To do this, I created a "bypass all rule": 
Create the worker
Create a new worker, using the provided "Hello World" template. Replace the code with the following:
export default {
async fetch(request, env, ctx) {
// Get the certificate status from the Cloudflare edge
const clientTrust = request.cf?.tlsClientAuth;
// Check that the mTLS has been presented and verified by Cloudflare.
if (!clientTrust
|| clientTrust.certPresented !== "1"
|| clientTrust.certVerified !== "SUCCESS") {
return new Response("Not Found", {
status: 404,
headers: { "Content-Type": "text/plain" }
});
}
// If valid, forward the fetch to the backend server.
return fetch(request);
},
};Optional: If you would normally use a WAF rule to block other types of traffic, you likely can incorporate that logic into the Worker as well. For example, you could add a regional restriction like this:
if (request.cf?.country !== "US") {
return new Response("Not Found", {
status: 404,
headers: { "Content-Type": "text/plain" }
});
}Set up route and test the new worker
After deploying the worker, you can then configure the appropriate route by following the Cloudflare documentation.

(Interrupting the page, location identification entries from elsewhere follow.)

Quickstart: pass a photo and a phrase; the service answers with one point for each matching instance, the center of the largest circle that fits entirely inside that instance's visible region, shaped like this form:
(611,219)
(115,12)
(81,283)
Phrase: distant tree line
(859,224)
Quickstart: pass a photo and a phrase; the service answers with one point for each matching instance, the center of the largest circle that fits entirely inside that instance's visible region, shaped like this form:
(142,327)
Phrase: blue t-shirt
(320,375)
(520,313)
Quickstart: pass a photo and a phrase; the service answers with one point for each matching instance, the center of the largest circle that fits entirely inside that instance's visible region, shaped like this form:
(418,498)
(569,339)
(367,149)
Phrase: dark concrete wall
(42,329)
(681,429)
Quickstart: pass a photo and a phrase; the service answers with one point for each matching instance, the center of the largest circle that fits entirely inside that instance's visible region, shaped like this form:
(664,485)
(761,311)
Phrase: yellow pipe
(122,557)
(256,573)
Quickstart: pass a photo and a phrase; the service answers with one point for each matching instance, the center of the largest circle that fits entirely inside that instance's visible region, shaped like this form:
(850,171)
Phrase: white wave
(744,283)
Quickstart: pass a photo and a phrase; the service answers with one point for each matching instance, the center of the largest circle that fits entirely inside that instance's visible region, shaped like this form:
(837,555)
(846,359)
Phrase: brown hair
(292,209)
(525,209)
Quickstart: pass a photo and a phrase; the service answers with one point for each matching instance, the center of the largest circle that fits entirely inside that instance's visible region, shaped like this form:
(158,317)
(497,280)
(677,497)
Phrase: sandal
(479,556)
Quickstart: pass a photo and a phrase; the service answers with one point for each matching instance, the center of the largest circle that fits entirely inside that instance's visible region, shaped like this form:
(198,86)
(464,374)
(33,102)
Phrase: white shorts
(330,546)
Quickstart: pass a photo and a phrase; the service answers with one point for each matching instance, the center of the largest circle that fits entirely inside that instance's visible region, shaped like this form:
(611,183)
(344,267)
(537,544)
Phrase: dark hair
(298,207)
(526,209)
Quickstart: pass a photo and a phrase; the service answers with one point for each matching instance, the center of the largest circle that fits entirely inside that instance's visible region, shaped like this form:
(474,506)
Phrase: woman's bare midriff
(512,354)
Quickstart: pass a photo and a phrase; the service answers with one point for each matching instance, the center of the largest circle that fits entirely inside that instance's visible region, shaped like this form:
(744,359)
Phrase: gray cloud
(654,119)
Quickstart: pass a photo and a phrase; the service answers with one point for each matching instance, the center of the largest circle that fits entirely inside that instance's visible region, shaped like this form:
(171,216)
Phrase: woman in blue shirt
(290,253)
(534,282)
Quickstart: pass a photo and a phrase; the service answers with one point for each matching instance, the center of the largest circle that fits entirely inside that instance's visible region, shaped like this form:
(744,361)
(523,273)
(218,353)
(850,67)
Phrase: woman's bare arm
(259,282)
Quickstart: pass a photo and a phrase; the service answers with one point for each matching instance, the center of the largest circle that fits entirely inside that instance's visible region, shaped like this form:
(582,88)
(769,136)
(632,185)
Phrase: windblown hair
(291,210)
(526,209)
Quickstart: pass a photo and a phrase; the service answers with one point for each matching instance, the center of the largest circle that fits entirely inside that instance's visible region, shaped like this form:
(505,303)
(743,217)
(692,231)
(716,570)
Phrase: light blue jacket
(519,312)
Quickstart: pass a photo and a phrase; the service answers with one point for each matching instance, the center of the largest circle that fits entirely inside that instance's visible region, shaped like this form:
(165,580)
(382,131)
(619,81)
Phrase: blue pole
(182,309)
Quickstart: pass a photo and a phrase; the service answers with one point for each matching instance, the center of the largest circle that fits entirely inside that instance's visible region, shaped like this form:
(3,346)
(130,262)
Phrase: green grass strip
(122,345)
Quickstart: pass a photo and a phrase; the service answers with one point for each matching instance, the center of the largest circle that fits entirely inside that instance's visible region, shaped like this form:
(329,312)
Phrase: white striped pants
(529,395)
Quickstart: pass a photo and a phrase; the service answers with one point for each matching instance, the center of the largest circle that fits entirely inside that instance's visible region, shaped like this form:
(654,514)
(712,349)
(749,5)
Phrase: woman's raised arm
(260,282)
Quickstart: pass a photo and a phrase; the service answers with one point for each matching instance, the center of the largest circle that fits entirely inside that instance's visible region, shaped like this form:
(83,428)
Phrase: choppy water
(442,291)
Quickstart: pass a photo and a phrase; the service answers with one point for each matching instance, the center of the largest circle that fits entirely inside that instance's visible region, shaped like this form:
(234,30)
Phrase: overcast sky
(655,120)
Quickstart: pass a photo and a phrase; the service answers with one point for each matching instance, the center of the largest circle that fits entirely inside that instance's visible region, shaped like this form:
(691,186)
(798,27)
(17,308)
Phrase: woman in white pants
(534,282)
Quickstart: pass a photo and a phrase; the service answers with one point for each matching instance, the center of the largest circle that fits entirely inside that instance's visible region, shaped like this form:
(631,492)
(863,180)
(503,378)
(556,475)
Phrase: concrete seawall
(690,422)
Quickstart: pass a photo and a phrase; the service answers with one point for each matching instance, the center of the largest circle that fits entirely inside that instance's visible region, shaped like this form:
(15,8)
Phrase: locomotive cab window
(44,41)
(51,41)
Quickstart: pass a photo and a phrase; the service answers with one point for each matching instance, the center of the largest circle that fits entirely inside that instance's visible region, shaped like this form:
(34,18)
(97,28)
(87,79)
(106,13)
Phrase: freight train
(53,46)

Then, try accessing the application you have protected, on devices with and without the mTLS certificate installed.
Future wishes
Ideally, I would really like to be able to target mTLS certificates as part of the Zero Trust access policies. This would allow different combinations to be created, like supporting either mTLS auth or an OAuth identity provider. Depending on the application being protected, this type of configuration may provide adequate security, while providing greater flexibility - allowing web browser access with just OAuth, but falling back to mTLS auth for devices where it is the best option.
There is rich support for mTLS auth in Zero Trust, but this support is limited to Business accounts only! At hundreds of dollars per month, that's a very high price to pay given that I don't need most of what that plan provides.
If anyone from Cloudflare is listening, it'd be great to expand the availability of this feature - potentially they could offer individual feature plans, like what is currently done for Workers. I'd happily pay a reasonable amount just to get support to bring my own root CA and use it as part of my Zero Trust access policies.
Final thoughts
Securing a server shouldn't come at the cost of usability. By moving logic from the limited WAF rules in a Cloudflare free account into a Cloudflare Worker, I believe I've managed to keep the high-security of using mTLS while smoothing out the quirks of the password manager application I'm using. It's an easy-to-configure change that avoids a potential lockout.